Types of Raisins: Currants, Golden Seedless, and More?>

Types of Raisins: Currants, Golden Seedless, and More

by Berkeley Wellness  

Most raisins produced in the United States are made from seven different types of grapes: Thompson Seedless (which are also the most popular green grapes for fresh consumption), Flame Seedless, Muscat, Sultana, and Black Corinth. It takes about 4 1/2 pounds of fresh grapes to make 1 pound of raisins.

Currants: Made from small Black Corinth grapes, currant raisins are seedless, tart, and tangy, and very dark in color. The tiny raisins, about one-fourth the size of Thompson Seedless raisins, are sometimes labeled “Zante Currants,” referring to the Greek island where this type of grape first grew.

Flame Seedless raisins: These come from the Flame Seedless red grape and are large, dark red, and extra sweet.

Golden Seedless raisins: Like natural seedless raisins, these are also from Thompson Seedless grapes, but are oven-dried to avoid the darkening effect of sunlight. They are also treated with sulfur dioxide to preserve their light color.

Monukka raisins: These large, dark, seedless raisins come from the black grapes of the same name. They’re produced in limited quantities and are mostly available at health-food stores.
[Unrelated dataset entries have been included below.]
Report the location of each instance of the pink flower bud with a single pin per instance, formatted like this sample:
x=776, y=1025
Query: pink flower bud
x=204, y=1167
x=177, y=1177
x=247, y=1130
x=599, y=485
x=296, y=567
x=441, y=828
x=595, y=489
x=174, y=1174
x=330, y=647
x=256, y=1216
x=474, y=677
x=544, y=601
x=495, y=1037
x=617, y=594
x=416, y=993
Muscat raisins: Large, brown, and particularly fruity-tasting, these raisins are made from big, greenish-gold Muscat grapes. Since the grapes contain seeds, the raisins are seeded mechanically, or are sold with seeds. Muscats are considered a specialty item and are mostly used in baking.

Natural seedless raisins: These are sun-dried Thompson Seedless grapes. They account for almost all California raisins. The green grapes naturally develop a dark brown color as they dry in the sun, a process that takes from two to three weeks.

Sultanas: These raisins, from the large, yellow-green Sultana grapes, are particularly tart and soft. They can be purchased in gourmet shops and health-food stores.

How to choose the best raisins

Boxes and bags of natural and golden raisins are available year round. Muscat raisins, preferred for holiday baking, are usually sold only in the autumn and winter months. Currants may only be found in specialty markets and larger supermarkets. Clusters of raisins still attached to the stem are sometimes displayed in specialty food stores.

When buying packaged raisins or currants, be sure that the box or bag is tightly sealed. Squeeze or shake the package to see if the fruit is soft. If the raisins rattle inside, they are dried out. When buying raisins in bulk at a gourmet shop or health food store, choose moist-looking, clean fruit. Don’t buy raisins from uncovered bins.

How to store raisins

Unopened packages of raisins will keep almost indefinitely in the refrigerator. Once opened, reseal the package, excluding as much air as possible, or transfer the raisins to an airtight jar or bag. Proper storage will deter the fruit from drying out and will prevent its sugar from crystallizing on the surface. If refrigerated, the raisins will keep for up to a year. They will stay even longer in the freezer and will thaw quickly at room temperature.